The Unsuitability of the Staircase Metaphor
In this thread biologists have identified a fundamental problem that you have never addressed: the suitability of the staircase metaphor.
The problem is that evolution does not really follow a staircase to complexity. Archaea first showed up 3bya, and they are still hanging around today. IIRC they are far more diverse and numerous than any other kingdom that emerged later. To paraphrase Etta James:
This is a man’s world, this is a man’s world
But it wouldn’t, it wouldn’t be nothing
Nothing without archaea or protozoa
We humans rely on symbiosis with thousands of species of prokaryotes. They are not in your field of vision because you have chosen an unfortunate metaphor–staircase–that is basically inaccurate.
The way you are tying the image of God to evolutionary outcomes is unsustainable. Yes, every human alive is created in God’s image! But the evidence for our divine imprint does not lie in natural history.
Appeal to Intuition
Secondly, you keep appealing to the large changes and implying that the size makes them so improbable as to be unreachable by evolution. Yet you are not presenting any statistical methodology; it’s an entirely an appeal to intuition.
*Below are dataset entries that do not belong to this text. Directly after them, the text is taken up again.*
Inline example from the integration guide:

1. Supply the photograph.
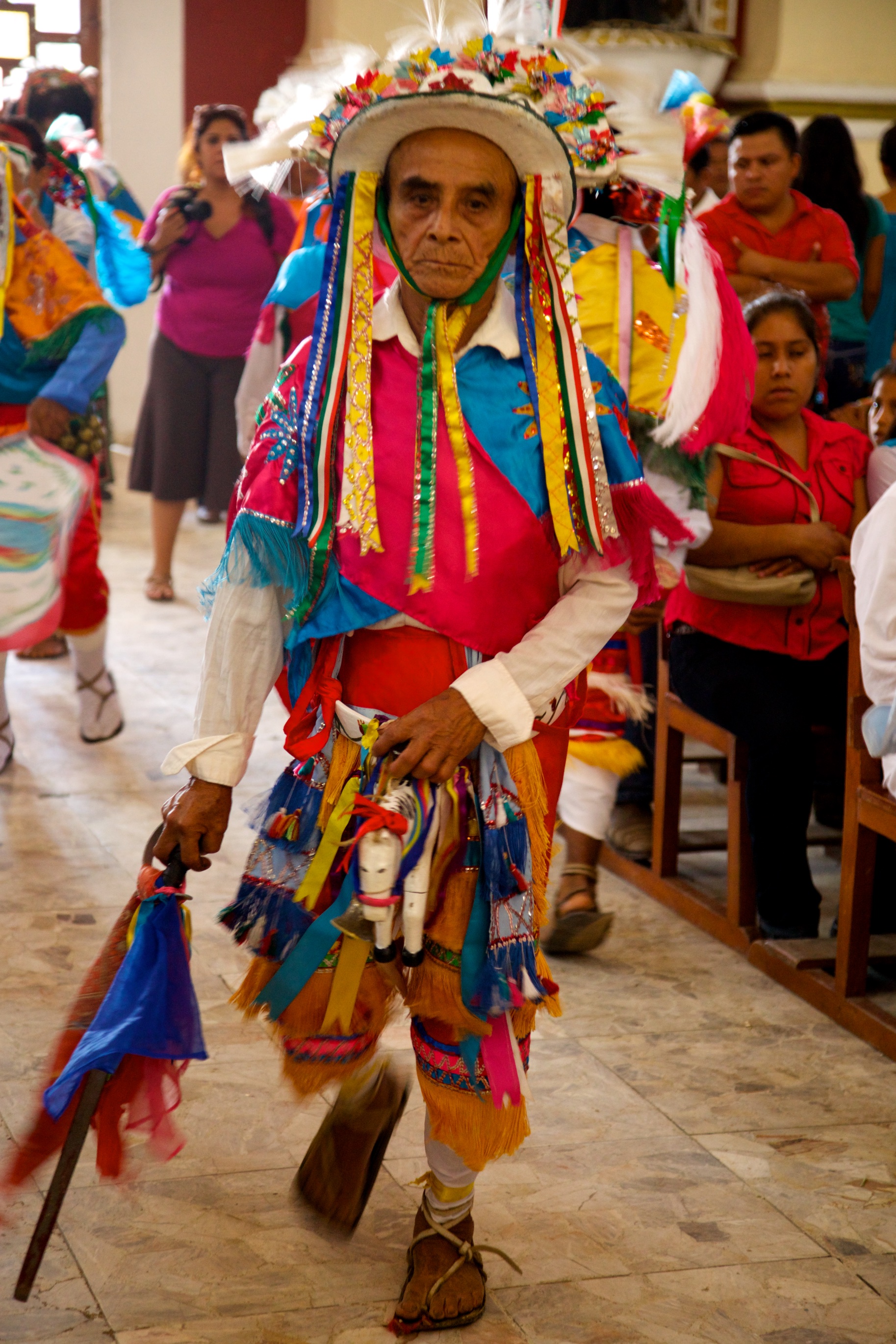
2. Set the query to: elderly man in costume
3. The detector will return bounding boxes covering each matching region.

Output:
[0,122,125,770]
[156,36,684,1332]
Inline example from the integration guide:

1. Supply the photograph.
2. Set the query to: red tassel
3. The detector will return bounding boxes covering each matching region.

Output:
[603,480,693,606]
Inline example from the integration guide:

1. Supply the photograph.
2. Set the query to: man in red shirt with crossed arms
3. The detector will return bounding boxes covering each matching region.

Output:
[700,111,858,367]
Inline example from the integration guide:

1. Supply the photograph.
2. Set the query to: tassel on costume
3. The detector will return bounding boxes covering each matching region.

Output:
[504,742,551,937]
[567,738,645,779]
[317,732,361,830]
[605,480,693,606]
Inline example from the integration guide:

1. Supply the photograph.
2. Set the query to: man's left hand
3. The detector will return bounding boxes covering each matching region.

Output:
[732,238,768,280]
[373,687,485,783]
[28,396,71,443]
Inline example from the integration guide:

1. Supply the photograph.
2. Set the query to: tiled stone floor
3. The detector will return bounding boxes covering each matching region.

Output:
[0,470,896,1344]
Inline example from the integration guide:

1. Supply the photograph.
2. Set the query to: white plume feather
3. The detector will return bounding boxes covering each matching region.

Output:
[653,219,721,447]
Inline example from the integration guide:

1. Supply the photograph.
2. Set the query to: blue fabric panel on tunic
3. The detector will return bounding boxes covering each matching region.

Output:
[459,345,549,516]
[586,351,643,485]
[262,243,327,308]
[42,309,126,415]
[297,562,396,641]
[0,321,58,406]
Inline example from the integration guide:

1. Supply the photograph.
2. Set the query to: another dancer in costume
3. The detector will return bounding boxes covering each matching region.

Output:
[0,131,125,769]
[545,70,751,898]
[156,35,685,1332]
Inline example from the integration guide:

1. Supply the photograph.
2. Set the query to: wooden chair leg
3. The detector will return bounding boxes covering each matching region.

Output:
[650,703,685,878]
[727,739,756,929]
[834,817,877,999]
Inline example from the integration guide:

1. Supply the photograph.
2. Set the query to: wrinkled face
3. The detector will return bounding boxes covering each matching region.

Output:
[752,312,818,421]
[385,130,517,298]
[868,378,896,445]
[196,117,243,178]
[728,130,801,214]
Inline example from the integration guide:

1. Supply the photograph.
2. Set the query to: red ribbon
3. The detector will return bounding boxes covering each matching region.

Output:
[340,796,410,872]
[283,634,342,761]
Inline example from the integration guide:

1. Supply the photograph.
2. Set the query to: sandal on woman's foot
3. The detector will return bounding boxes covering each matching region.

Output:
[389,1196,523,1335]
[16,632,69,663]
[144,574,175,602]
[544,863,613,957]
[77,668,125,743]
[0,715,16,774]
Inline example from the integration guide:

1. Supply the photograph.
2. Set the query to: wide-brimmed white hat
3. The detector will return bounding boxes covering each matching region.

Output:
[224,34,618,218]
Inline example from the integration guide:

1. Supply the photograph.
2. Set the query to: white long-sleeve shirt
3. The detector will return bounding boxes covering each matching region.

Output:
[850,484,896,797]
[162,282,637,785]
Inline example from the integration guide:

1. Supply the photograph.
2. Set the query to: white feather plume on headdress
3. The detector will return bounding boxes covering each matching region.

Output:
[224,42,379,191]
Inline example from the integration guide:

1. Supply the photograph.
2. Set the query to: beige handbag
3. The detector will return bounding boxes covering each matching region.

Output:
[685,443,821,606]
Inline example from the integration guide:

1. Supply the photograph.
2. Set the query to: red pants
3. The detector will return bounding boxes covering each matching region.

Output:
[59,461,109,634]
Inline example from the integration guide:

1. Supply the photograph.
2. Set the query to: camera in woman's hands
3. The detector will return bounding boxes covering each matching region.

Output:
[168,187,211,225]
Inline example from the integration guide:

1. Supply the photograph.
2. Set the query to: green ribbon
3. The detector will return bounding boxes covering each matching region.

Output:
[657,183,687,289]
[376,191,523,586]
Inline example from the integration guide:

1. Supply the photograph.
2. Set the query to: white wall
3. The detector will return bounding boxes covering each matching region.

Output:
[102,0,184,443]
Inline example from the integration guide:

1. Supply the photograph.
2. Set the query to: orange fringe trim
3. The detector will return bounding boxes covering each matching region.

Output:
[230,957,399,1097]
[283,1042,376,1101]
[407,952,492,1039]
[535,948,563,1017]
[407,870,492,1039]
[416,1068,531,1172]
[317,732,361,830]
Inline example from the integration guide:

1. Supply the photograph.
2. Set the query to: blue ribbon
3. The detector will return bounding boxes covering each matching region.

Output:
[255,872,355,1021]
[513,209,541,436]
[293,173,355,536]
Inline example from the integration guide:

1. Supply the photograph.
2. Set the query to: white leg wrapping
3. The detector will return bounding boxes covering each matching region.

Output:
[69,621,122,742]
[0,650,16,770]
[558,757,619,840]
[423,1113,477,1223]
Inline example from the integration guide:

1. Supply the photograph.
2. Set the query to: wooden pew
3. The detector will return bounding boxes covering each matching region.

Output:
[749,558,896,1059]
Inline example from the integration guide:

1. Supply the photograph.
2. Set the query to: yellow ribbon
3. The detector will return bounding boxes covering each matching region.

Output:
[344,172,383,555]
[409,1172,476,1204]
[525,178,579,555]
[435,304,480,578]
[293,778,361,910]
[321,934,371,1036]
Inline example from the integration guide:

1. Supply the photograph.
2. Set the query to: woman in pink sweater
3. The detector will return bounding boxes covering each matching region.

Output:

Biologists have documented the power of neutral evolution and mutations in the regulatory gene network to produce huge, amazing changes. So when someone points out yet another huge, amazing change that occurred at some point, of course their prior is to think that it happened through neutral evolution and mutations in the regulatory gene network. That prior is what lies behind all the responses you have seen in this thread.
Moreover, biologists have strong evidence of negative selection to preserve delicate structures that have become essential for the survival of a living population.
Behind every post you have made in this thread is a negation of the biologists’ priors. Frankly, I don’t see that you have done the very hard work that would be necessary to disprove those priors. You are just saying “Huge! Amazing!” and choosing a different path.
You are allowed to choose a non-scientific path, of course. If you’re going to do that, though, you would do well to be candid about your method and acknowledge that it is the choice you are making.
The spiritual value of non-intuitive science
Ever since I learned about quantum mechanics, I stopped thinking that my intuition was of any help in evaluating the plausibility of a scientific theory. Evolution is another scientific discipline, like quantum mechanics, where stochastic, non-intuitive processes yield incredible results. The faithful in Christ who believe that all truth is God’s truth would do well to recognize the incompatibility of intuition and the stochastic branches of science.
In fact, there is a spiritual value to be gained from that incompatibility. If our intuition is unsuitable for understanding science, our intuition is probably not fully capable of understanding God, wouldn’t you think? The inadequacies of our intuition point to our need for God’s special revelation through the covenants, the incarnation, and the Scriptures.
I hope you–and maybe even your readers?–will find these thoughts helpful.